- Born: October 3, 1909 Colón
- Died: March 23, 2002 Louisville
- Education: Vassar College
- Occupations: Novelist, playwright

= Gwen Davenport =

American comic novelist

Gwen Leys Davenport (October 3, 1909 – March 23, 2002) was an American comic novelist.

Gwen Leys was born on October 3, 1909, in Colón in the Panama Canal Zone, the daughter of Vice Admiral James Farquharson Leys, a surgeon with the United States Navy, and Gwen Wigley Leys. She graduated from Vassar College in 1931. In 1937, she married stockbroker John Davenport and they settled in his hometown of Louisville, Kentucky. They had three children.

She is best known for the comic novel Belvedere (1947), about an eccentric, self-absorbed writer named Lynn Belvedere who goes to work for a suburban family during World War II. It inspired a trio of films starring Clifton Webb, Sitting Pretty (1948), Mr. Belvedere Goes to College (1949), and Mr. Belvedere Rings the Bell (1951), and a television series starring Christopher Hewett, Mr. Belvedere (1985–1990).

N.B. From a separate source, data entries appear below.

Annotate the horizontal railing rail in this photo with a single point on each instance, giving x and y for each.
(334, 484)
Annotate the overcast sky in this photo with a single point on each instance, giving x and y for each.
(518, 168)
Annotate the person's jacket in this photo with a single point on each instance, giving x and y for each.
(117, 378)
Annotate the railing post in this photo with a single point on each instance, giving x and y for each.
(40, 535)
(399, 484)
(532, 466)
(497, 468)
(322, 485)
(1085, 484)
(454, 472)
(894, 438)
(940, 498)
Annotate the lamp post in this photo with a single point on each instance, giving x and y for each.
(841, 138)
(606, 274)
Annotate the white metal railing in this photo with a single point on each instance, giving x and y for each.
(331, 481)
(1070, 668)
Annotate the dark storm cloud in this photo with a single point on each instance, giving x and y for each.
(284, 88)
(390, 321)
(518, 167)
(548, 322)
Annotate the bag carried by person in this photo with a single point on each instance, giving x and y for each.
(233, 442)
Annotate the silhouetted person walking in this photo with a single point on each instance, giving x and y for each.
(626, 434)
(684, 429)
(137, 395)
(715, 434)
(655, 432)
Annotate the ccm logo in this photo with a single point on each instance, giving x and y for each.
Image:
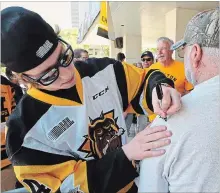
(100, 93)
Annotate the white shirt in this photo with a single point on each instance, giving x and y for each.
(192, 161)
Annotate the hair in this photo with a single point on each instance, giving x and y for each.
(120, 56)
(165, 39)
(77, 52)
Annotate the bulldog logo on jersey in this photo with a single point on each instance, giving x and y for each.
(104, 136)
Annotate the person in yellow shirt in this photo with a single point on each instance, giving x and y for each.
(173, 69)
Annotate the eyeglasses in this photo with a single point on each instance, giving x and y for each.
(51, 75)
(180, 50)
(146, 59)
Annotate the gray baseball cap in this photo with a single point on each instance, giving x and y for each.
(202, 29)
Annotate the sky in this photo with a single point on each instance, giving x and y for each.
(53, 12)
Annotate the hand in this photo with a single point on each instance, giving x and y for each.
(171, 102)
(141, 145)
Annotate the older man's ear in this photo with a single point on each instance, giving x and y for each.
(196, 55)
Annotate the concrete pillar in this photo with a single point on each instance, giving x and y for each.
(132, 48)
(176, 21)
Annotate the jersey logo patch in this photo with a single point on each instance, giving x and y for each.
(104, 136)
(36, 187)
(56, 132)
(100, 93)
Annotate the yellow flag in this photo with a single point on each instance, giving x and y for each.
(105, 26)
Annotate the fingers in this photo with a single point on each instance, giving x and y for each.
(148, 131)
(157, 136)
(170, 104)
(155, 144)
(154, 153)
(176, 103)
(166, 101)
(156, 104)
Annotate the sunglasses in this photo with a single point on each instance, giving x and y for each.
(51, 75)
(181, 51)
(146, 59)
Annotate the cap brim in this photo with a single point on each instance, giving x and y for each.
(178, 44)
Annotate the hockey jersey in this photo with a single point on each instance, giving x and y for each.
(70, 140)
(10, 95)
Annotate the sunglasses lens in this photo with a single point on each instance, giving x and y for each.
(67, 58)
(50, 77)
(146, 59)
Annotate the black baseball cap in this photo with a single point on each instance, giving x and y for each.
(147, 53)
(26, 39)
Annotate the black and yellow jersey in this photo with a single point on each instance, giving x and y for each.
(70, 140)
(10, 95)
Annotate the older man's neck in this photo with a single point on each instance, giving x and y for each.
(167, 62)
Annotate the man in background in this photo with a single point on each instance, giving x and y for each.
(147, 59)
(81, 54)
(191, 162)
(173, 69)
(121, 57)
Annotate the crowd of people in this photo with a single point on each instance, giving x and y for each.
(77, 124)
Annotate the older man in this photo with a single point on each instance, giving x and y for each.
(80, 55)
(191, 162)
(173, 69)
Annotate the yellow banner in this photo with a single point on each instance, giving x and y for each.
(105, 26)
(104, 15)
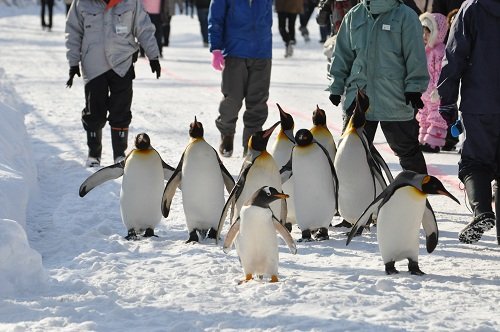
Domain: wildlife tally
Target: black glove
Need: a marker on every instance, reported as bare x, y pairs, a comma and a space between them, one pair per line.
155, 67
335, 99
414, 99
73, 70
449, 113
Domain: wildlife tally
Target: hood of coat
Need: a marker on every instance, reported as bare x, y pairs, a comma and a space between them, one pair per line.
437, 24
380, 6
492, 6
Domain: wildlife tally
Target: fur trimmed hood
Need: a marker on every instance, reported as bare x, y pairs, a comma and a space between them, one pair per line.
437, 24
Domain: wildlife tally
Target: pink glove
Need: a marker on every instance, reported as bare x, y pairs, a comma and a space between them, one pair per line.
217, 60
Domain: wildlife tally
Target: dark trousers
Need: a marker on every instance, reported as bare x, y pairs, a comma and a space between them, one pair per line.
108, 93
203, 19
50, 5
247, 79
286, 26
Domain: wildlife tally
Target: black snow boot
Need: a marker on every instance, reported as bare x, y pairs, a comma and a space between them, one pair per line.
119, 141
94, 142
478, 188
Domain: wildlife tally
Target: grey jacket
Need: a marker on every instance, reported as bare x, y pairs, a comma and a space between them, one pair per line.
103, 39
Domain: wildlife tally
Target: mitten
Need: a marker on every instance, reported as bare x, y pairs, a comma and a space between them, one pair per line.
414, 99
335, 99
155, 67
217, 60
73, 70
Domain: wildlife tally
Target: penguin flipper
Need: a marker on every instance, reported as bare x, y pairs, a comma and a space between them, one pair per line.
167, 170
430, 228
231, 236
365, 216
170, 188
285, 234
101, 176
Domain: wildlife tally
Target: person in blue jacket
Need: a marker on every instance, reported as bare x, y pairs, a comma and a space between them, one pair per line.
240, 38
470, 66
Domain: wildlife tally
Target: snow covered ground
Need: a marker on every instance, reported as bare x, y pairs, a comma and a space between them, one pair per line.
72, 270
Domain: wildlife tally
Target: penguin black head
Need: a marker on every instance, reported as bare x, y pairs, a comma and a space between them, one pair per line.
319, 117
303, 137
286, 119
258, 141
196, 129
362, 104
265, 196
142, 141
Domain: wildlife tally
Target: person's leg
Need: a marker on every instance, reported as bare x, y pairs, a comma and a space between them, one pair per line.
257, 94
402, 137
120, 115
94, 115
233, 86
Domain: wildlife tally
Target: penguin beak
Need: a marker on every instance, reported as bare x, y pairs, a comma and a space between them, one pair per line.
269, 131
281, 195
447, 193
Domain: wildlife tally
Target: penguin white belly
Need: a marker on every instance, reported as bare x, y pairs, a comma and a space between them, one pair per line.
264, 172
398, 225
142, 188
202, 187
314, 194
257, 244
355, 190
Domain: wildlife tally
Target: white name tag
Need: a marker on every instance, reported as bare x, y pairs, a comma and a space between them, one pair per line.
121, 29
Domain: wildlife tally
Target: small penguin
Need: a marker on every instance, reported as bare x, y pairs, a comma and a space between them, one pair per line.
315, 186
358, 165
402, 207
321, 132
281, 151
256, 228
258, 169
202, 177
143, 173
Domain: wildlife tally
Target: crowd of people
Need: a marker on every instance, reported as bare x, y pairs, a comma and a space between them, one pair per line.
392, 49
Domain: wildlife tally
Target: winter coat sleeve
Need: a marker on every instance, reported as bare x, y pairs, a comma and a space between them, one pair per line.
417, 75
216, 19
73, 36
457, 53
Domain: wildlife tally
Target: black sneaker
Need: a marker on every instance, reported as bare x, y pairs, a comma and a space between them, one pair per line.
473, 231
226, 145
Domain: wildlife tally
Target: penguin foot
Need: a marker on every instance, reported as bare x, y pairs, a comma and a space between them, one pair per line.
322, 234
150, 233
131, 235
414, 269
390, 269
193, 236
211, 234
306, 236
344, 223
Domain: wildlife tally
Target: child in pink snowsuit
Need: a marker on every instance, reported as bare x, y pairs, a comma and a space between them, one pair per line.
432, 126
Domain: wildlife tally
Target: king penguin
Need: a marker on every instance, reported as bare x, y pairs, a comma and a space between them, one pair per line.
315, 186
321, 132
402, 207
258, 169
143, 173
202, 177
256, 228
281, 151
359, 167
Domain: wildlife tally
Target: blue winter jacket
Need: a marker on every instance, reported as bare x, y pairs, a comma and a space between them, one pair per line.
241, 28
472, 58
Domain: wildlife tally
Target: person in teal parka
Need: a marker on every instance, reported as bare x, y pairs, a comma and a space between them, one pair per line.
380, 49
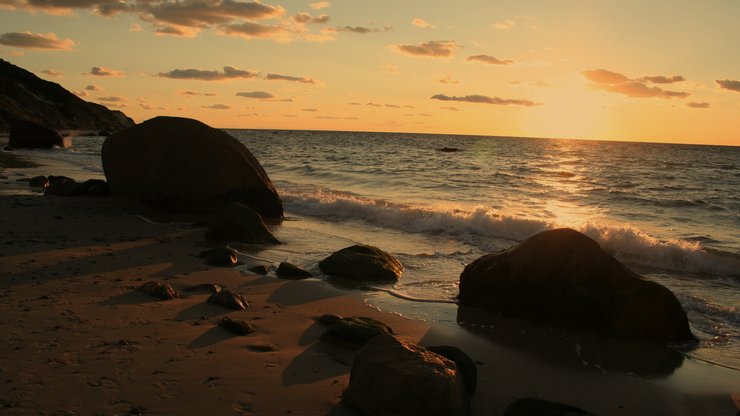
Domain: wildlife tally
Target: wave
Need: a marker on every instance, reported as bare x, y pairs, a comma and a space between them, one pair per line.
479, 225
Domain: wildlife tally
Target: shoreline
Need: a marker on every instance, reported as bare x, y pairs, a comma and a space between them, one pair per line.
74, 327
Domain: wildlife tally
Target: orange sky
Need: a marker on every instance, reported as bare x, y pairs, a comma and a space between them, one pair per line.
625, 70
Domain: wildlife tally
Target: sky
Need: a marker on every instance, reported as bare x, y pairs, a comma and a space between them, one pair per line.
658, 71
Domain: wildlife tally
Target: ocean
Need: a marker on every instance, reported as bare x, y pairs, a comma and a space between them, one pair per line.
670, 212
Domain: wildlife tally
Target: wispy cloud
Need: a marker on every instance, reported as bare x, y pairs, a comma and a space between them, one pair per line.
488, 59
101, 71
621, 84
228, 73
728, 84
482, 99
279, 77
698, 105
217, 107
28, 40
418, 22
431, 49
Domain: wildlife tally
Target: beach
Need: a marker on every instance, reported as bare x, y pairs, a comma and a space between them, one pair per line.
77, 338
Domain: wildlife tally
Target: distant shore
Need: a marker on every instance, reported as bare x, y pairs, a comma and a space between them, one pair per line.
77, 337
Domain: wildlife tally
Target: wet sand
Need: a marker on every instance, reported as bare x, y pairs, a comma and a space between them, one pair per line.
77, 338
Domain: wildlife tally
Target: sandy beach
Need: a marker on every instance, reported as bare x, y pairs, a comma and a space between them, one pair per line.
77, 338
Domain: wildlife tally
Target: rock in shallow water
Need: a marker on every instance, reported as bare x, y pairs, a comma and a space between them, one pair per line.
394, 377
364, 263
562, 277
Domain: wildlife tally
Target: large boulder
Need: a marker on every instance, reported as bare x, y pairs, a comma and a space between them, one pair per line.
394, 377
238, 222
185, 165
364, 263
26, 134
562, 277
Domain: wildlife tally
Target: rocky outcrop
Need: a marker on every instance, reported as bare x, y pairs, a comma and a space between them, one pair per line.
364, 263
24, 96
394, 377
185, 165
238, 222
562, 277
26, 134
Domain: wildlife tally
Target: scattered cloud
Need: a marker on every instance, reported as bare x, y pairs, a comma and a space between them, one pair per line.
482, 99
278, 77
260, 95
52, 73
504, 24
698, 105
728, 84
101, 71
661, 79
621, 84
28, 40
228, 73
446, 79
307, 18
422, 23
217, 107
488, 59
431, 49
320, 5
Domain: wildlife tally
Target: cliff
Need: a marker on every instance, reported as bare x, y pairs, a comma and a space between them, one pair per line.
23, 95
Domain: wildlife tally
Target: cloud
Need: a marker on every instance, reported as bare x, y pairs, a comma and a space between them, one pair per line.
728, 84
113, 99
661, 79
698, 105
307, 18
320, 5
482, 99
229, 73
504, 25
621, 84
52, 73
421, 23
101, 71
217, 107
488, 59
278, 77
431, 49
446, 79
48, 41
260, 95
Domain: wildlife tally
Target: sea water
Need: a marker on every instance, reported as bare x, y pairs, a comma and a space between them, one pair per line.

Gwen Davenport died on March 23, 2002, in Louisville.

== Bibliography ==

- A Stranger and Afraid, Bobbs-Merrill (New York, NY), 1943.
- Return Engagement, Bobbs-Merrill, 1946.
- Belvedere, Bobbs-Merrill, 1947.
- Family Fortunes, Doubleday, 1949.
- Candy for Breakfast, Doubleday, 1950.
- The Bachelor's Baby, Doubleday (Garden City, NY), 1958.
- The Tall Girl's Handbook, illustrated by Polly Bolian, Doubleday, 1959.
- The Wax Foundation, Doubleday, 1961.
- Great Loves in Legend and Life, F. Watts (New York, NY), 1964.
- Time and Chance, Donald I. Fine, 1993.